‘Lizzie!’
Lizzie levered herself up onto the sharp rocky crest, got one brown leg, already grazed and bleeding slightly, over the top, then, impeded by the full skirt of her blue dress, swung the other leg over, lost her balance and slid down the long smooth surface into the pool.
‘Oh, Lizzie!’
I pulled her out and hugged her, laughing with that agonized laughter which is so close to a mixture of wild exasperation and tears.
Now Lizzie, laughing too, was squeezing out the wet hem of her dress.
‘You’ve cut yourself.’
‘It’s nothing.’
‘You’ve lost a shoe.’
‘It’s in the pool. Can I have that one, or are you collecting my shoes? Oh Charles-you don’t mind my coming?’
‘You know Gilbert’s here?’
‘Yes, he wrote to me, he couldn’t help boasting that he was staying with you.’
‘Did he ask you to come?’
‘No, no, I think he wanted to have you to himself. But I suddenly so much wanted to come and I thought, why not?’
‘You thought “why not”, did you, little Lizzie. Did you drive?’
‘No, I came by train, then taxi.’
‘Just as well. There soon won’t be any more parking space left out there. Come on inside and get dry. Don’t slip again, these rocks are tricky.’
I led her back towards the house, onto the lawn.
‘What are those stones?’
‘Oh just a sort of design someone’s making. You’re thinner.’
‘I’ve been slimming. Oh Charles-dear-are you all right?’
‘Why shouldn’t I be?’
‘Well, I don’t know-’
We went into the kitchen. ‘Here’s a towel.’ I was not going to enquire what vulgar impertinent travesty of the facts had been offered by Gilbert in his letter. The thought of how the story would be told would have tormented me if I had not had greater troubles.

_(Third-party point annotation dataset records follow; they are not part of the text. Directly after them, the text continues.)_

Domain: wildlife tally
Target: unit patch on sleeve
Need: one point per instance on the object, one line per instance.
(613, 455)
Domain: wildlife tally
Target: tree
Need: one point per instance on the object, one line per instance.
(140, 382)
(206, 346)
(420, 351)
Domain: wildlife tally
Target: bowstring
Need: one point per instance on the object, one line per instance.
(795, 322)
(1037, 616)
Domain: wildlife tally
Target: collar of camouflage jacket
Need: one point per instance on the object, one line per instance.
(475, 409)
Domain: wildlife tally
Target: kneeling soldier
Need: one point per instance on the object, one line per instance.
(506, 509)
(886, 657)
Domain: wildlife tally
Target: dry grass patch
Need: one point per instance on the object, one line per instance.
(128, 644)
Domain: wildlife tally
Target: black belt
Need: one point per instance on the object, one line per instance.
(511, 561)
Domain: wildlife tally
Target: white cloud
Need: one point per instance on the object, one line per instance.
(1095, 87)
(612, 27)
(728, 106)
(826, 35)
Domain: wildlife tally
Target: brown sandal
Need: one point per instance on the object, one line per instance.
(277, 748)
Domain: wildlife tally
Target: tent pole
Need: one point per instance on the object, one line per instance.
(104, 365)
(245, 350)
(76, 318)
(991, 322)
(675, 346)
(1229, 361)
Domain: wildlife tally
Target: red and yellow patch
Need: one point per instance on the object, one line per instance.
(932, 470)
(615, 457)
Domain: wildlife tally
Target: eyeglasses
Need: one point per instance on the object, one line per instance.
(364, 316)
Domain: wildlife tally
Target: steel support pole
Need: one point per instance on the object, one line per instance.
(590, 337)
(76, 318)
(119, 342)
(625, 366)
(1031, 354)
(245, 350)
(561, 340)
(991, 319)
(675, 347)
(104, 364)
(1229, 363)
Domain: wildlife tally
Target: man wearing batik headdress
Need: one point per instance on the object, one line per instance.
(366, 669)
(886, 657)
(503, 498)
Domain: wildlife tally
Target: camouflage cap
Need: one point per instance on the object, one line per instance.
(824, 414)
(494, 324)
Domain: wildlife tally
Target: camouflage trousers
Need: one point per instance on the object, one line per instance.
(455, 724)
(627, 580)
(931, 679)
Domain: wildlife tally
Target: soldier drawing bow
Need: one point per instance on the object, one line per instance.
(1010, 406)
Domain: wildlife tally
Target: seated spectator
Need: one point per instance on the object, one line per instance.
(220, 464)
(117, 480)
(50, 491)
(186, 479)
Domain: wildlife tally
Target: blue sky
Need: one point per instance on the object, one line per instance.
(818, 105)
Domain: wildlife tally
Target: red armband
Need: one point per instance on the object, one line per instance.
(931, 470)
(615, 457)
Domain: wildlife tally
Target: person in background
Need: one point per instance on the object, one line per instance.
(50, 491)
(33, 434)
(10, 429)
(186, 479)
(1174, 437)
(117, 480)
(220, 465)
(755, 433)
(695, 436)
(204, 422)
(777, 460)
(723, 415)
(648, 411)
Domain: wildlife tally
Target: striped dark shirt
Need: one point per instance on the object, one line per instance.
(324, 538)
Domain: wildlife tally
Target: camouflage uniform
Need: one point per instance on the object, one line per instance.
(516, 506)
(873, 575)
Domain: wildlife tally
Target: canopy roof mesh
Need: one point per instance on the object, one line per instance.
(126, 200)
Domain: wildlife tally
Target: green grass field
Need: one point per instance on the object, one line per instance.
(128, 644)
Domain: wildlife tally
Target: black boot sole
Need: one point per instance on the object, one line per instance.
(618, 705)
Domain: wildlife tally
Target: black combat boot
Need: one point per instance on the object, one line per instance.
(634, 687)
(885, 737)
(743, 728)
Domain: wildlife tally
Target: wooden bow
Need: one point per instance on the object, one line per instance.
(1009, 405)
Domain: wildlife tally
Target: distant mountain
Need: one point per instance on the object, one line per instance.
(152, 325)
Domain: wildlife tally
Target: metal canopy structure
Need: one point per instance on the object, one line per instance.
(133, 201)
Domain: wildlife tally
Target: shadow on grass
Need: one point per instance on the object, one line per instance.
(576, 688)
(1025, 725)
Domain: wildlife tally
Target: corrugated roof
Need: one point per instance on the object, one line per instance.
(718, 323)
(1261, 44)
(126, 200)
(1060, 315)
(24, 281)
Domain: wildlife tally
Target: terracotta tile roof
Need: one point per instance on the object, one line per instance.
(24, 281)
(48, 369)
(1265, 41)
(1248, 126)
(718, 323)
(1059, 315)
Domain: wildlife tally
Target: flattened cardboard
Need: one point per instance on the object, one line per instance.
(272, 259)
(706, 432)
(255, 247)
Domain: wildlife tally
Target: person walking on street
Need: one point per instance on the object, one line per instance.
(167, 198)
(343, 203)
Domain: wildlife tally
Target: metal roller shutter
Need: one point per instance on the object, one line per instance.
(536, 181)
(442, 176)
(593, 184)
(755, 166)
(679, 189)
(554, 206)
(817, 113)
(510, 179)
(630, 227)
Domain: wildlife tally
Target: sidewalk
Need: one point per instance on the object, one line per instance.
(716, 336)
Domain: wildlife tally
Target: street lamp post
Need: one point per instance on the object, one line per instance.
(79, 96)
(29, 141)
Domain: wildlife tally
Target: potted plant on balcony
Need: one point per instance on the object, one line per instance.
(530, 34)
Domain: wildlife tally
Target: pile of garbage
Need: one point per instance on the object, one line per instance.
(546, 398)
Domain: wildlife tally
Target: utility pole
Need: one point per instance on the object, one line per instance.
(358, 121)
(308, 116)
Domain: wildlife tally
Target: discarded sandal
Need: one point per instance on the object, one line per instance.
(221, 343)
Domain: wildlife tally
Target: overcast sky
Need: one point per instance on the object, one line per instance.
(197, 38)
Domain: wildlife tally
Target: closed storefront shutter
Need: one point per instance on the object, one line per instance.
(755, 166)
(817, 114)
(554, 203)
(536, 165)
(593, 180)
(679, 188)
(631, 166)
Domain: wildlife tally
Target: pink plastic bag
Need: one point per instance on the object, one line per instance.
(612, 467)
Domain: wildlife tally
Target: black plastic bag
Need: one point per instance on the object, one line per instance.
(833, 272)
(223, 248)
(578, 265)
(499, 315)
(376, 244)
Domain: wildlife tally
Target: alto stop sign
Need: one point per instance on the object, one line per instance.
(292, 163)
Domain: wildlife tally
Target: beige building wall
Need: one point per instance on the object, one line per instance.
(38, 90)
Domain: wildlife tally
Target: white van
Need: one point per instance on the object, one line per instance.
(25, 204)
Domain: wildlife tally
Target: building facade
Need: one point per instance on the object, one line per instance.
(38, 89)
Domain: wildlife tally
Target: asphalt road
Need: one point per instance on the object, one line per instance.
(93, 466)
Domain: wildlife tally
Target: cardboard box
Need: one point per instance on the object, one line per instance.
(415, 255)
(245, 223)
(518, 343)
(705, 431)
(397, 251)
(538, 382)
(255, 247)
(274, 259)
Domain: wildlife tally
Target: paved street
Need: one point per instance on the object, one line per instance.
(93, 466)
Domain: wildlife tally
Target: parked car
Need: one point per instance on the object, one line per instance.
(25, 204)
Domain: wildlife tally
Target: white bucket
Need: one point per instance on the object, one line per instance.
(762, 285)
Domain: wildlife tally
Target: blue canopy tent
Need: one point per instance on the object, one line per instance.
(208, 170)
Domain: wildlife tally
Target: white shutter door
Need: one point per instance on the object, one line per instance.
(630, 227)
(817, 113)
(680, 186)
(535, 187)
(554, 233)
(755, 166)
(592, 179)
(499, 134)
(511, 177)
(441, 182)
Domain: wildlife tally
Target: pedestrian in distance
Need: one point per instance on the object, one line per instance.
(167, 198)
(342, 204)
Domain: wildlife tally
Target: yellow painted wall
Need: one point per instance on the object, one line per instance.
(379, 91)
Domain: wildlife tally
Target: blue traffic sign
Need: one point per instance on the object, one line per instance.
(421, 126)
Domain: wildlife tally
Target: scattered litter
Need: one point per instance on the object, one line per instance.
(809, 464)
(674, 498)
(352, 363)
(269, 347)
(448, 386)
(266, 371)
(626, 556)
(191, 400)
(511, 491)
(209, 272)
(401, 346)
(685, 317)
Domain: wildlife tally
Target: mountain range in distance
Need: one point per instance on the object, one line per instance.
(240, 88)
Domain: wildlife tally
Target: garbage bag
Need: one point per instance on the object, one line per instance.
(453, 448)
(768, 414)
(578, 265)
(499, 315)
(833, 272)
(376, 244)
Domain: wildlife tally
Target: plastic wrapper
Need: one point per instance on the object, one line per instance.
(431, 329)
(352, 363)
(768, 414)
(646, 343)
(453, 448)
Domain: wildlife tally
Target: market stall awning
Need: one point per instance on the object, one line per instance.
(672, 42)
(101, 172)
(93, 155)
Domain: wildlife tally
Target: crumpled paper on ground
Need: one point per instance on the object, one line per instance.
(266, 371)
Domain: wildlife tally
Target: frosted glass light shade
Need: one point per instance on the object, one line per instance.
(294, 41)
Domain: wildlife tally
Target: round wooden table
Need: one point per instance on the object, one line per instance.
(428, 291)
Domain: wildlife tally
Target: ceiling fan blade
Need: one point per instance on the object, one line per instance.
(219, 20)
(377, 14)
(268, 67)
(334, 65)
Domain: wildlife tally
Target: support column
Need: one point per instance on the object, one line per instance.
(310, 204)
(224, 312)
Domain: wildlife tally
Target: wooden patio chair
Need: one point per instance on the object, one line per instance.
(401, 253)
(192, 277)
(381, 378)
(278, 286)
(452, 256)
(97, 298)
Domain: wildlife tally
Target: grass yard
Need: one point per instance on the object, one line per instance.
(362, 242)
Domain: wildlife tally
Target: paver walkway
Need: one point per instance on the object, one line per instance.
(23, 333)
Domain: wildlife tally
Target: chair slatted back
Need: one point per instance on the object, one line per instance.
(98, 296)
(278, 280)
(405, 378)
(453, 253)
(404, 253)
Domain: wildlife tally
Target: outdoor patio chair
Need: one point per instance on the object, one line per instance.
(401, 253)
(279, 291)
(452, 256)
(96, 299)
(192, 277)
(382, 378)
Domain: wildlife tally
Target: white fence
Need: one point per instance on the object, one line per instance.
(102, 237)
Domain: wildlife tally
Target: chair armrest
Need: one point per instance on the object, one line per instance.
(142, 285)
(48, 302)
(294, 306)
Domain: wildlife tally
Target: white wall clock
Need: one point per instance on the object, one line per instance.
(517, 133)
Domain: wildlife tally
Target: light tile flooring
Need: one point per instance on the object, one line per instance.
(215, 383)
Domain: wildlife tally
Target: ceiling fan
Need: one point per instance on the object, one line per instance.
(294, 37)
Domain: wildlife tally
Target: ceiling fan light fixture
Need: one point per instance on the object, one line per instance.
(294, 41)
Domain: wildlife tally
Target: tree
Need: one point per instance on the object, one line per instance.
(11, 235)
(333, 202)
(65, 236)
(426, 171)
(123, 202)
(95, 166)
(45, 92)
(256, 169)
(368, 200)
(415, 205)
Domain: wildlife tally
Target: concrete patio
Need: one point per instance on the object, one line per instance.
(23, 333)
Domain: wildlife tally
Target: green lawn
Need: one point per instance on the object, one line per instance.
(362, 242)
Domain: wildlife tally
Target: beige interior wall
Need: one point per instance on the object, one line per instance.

Lizzie was wearing a peacock blue summer dress made out of some light bubbly material with a low V-neck and a wide skirt. She was indeed thinner. Her curling hair, wind-tangled, blown into long gingery corkscrews, strayed about on the brilliant blue collar. Her pale brown eyes, moist and shining with the wind, with tenderness, with relief, gazed up at me. She looked absurdly young, radioactive with vitality and unpredictable gaiety, while at the same time she looked at me so attentively, so humbly, like a dog reading his master’s tiniest movements. I could not help seeing how different this alert healthy being was from the heavy confused creature whom I had allowed to be carried away from my house veiled and silent. Yet love seeks its own ends and discerns, even invents, its own charms. If necessary I would have to explain this to Lizzie.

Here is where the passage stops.